A technical blog post is an article focused on the fine details of some type of technology or technical operation. For example, in ethical hacking many people write technical write-ups where they tell you exactly the steps they took to hack into a certain machine or exploit a certain vulnerability. Another example is if you write threat intelligence reports for your company and you need to outline the new details of a vulnerability. These blog posts are very valuable to people that work at the operational level of a company where they need to implement a certain piece of technology, configure something or even understand a new threat/vulnerability that may be relevant to their company. This is important in technical fields like cybersecurity and if you’re someone that makes blog posts or cyber threat intelligence reports it’s important that you understand how to write good technical articles.
1) Have a clear purpose
It’s important that you make it clear in the title what the blog post is about and to what level of detail it will be written.

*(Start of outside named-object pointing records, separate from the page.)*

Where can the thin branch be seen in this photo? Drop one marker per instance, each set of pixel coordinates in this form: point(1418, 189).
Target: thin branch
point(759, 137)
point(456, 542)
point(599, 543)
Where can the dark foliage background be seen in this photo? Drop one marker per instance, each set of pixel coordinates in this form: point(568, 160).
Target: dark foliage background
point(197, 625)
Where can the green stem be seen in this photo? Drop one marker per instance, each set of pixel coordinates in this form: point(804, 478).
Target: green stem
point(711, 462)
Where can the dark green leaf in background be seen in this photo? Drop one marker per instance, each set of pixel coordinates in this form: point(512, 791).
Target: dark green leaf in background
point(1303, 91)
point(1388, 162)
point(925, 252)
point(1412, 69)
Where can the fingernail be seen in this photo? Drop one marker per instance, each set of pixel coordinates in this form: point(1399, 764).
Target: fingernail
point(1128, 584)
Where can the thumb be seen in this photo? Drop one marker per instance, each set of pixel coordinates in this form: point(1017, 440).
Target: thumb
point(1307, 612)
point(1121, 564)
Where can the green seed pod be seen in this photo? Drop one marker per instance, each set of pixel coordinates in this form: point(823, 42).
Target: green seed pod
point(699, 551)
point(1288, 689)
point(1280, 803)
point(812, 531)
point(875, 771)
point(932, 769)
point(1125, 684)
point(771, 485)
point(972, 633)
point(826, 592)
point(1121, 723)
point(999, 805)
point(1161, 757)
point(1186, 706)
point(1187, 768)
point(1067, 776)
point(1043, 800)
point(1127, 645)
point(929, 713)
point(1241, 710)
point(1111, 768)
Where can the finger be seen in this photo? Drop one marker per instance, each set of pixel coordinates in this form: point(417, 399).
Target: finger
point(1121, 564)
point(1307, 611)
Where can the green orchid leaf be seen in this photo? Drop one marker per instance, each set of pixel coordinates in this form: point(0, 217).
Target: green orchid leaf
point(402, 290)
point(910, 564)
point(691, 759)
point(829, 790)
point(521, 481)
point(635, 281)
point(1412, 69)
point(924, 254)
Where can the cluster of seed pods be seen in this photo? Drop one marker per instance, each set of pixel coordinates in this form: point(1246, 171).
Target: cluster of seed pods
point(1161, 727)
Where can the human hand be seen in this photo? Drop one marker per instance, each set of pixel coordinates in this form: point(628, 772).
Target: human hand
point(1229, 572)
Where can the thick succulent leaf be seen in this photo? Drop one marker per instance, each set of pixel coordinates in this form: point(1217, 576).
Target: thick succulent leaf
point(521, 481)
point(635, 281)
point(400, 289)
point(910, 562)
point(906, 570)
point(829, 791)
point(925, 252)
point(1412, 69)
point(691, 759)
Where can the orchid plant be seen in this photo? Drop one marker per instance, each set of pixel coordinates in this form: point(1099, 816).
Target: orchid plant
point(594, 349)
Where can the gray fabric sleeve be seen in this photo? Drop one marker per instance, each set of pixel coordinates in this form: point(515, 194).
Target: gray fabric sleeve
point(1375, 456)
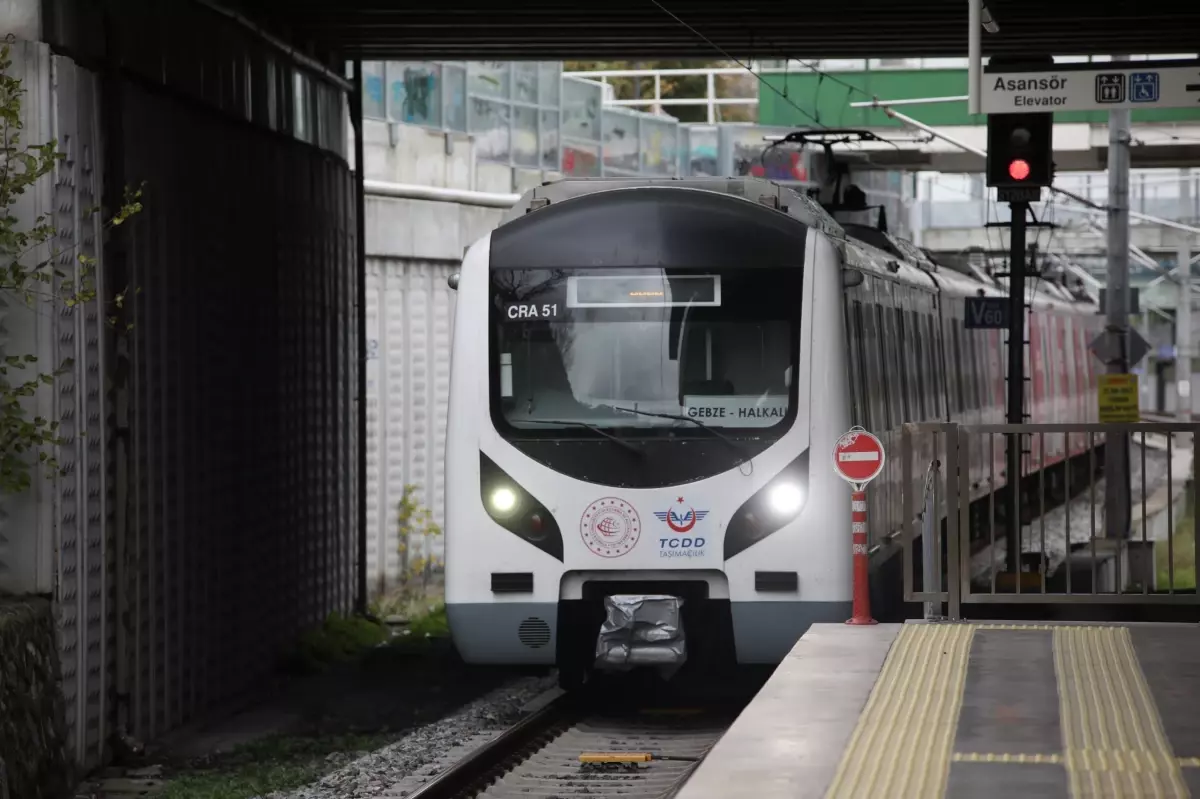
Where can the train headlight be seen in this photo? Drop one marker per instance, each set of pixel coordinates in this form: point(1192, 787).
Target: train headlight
point(503, 500)
point(771, 509)
point(510, 505)
point(786, 498)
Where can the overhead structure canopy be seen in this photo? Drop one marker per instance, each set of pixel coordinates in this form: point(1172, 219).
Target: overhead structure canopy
point(663, 29)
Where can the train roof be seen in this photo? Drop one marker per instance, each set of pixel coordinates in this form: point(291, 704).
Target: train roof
point(863, 247)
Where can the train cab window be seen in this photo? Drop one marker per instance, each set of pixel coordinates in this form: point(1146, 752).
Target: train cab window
point(619, 348)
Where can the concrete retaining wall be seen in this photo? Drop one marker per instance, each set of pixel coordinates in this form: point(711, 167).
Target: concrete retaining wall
point(33, 738)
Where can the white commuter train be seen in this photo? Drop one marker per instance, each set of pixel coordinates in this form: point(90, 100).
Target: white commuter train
point(647, 382)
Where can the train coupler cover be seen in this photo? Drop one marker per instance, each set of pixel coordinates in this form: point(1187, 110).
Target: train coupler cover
point(641, 630)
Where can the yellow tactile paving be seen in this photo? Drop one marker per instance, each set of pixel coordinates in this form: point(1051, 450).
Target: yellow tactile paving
point(1114, 739)
point(1114, 744)
point(903, 743)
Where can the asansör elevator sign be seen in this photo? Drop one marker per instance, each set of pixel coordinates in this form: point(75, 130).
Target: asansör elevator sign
point(1091, 86)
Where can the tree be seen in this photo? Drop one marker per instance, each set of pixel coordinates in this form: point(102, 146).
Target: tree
point(689, 86)
point(30, 274)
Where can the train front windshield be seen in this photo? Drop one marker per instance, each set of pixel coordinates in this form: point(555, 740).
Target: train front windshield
point(633, 350)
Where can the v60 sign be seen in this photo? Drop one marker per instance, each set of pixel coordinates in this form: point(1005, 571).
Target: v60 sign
point(987, 313)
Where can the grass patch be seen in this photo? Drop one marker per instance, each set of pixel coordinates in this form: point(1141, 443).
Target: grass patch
point(279, 763)
point(1185, 553)
point(341, 638)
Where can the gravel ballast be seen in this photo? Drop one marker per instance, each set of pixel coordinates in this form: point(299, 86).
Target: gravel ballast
point(403, 766)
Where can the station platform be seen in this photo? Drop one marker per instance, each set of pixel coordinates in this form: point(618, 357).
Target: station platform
point(976, 710)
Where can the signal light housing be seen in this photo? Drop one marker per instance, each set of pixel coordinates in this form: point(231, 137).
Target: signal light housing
point(1020, 150)
point(1019, 169)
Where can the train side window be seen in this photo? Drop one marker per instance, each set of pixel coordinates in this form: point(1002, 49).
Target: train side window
point(963, 368)
point(897, 377)
point(971, 359)
point(875, 383)
point(857, 371)
point(935, 390)
point(933, 376)
point(888, 386)
point(939, 361)
point(923, 378)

For example, if you’re making a blog posts about a new vulnerability that was released, have that vulnerability and it’s associated CVE number in the post so that people that are looking for your content can find it easily. It’s especially important in technical posts because there are so many different versions of software that you need to make sure that your post is not confused with other similar posts and readers can find exactly what they are looking for.

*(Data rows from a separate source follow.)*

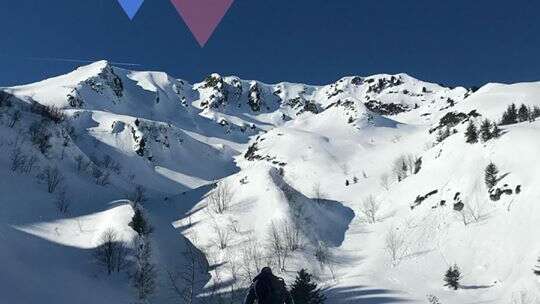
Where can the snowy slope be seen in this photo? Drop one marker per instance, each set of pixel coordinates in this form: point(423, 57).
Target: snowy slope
point(291, 160)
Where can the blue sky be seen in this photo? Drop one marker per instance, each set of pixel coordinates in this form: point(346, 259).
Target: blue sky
point(317, 41)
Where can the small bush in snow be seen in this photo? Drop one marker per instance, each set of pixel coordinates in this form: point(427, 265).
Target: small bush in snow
point(395, 245)
point(406, 165)
point(18, 160)
point(111, 253)
point(452, 277)
point(433, 299)
point(369, 208)
point(139, 195)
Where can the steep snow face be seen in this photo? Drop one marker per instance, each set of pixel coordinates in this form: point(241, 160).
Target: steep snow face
point(367, 182)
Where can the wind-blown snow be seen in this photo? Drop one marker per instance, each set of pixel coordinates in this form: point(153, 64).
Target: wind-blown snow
point(289, 153)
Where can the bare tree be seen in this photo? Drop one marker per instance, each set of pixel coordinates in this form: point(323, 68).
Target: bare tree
point(111, 253)
point(395, 245)
point(52, 177)
point(370, 207)
point(219, 200)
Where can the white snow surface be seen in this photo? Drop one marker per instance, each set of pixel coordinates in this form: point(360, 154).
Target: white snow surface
point(304, 155)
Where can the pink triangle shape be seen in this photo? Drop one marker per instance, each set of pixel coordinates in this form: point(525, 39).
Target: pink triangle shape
point(202, 16)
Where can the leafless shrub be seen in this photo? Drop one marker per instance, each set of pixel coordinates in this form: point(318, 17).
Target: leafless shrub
point(183, 283)
point(370, 207)
point(432, 299)
point(395, 245)
point(30, 163)
point(52, 177)
point(18, 160)
point(219, 200)
point(112, 253)
point(139, 195)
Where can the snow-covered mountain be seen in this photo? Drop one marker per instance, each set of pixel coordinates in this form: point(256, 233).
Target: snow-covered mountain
point(369, 183)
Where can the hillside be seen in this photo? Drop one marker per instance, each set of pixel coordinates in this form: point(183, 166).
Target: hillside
point(368, 183)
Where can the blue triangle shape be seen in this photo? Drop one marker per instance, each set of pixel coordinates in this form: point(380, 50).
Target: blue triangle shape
point(131, 7)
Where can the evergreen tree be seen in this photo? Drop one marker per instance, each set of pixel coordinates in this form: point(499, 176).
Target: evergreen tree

2) Take things step by step
Often times people will be looking to recreate what you’re doing in these blog posts so it’s good to make it easy to follow along. If you can include step by step instructions with screenshots it makes it much easier for readers to understand what you’re doing and follow along with it. You may also want to include possible errors that may occur if the readers have a different OS, software version etc so that your article can be applicable to as many readers as possible and help people troubleshoot those problems.
3) Add Videos
If possible incorporate videos into your post. Videos are good for explaining complex topics or simply allows readers to follow along much easier than having to stop and read something. Most platforms allow you to embed videos directly into the post so that people can watch it without having to leave your website, so you can still retain your readers. Here’s an example:
4) Indicators of Compromise (IOCs)
An IOC is anything that indicates that something is malicious, this can anything from an IP address, email address, domain name, filenames, phone numbers etc. If you’re writing about a new type of threat for example one of the things that analysts will want to know is what IOCs are associated with this threat that can be used to detect it in their companies’ network. If they can find a filename that is associated with that threat they can scan their network for any sign of it, IOCs are very important in both preventing and detecting threats in a company so it’s good to have a section for it in your blog posts.
5) Software updates
Another thing people look for in technical blog posts is the fix to the solution. After reading up about a new vulnerability the next thing people will look for is how to fix it. It’s good to have a section that shows people where to find the software update/patch that will fix the issue or give some recommendations on how to defend against it if there isn’t a patch or the company is unable to apply the patch for whatever reason.
6) Link to credible sources
Make sure you get your information from good sources, especially when you’re talking about anything that you can’t show proof for yourself. So, if you’re talking about something like IOCs or best mitigation mechanisms for a vulnerability, make sure you show where you are getting this information from so people can’t say that you are giving misinformation.
7) Update your posts
Sometimes information can become outdated as security researchers continue to make new findings, especially in the first few weeks after a vulnerability is disclosed so it’s worthwhile to pay attention to the news for a few weeks after a post and update information as new things are found. Companies take months to fix certain vulnerabilities and when they find your post you want them to find the most up to date and accurate information.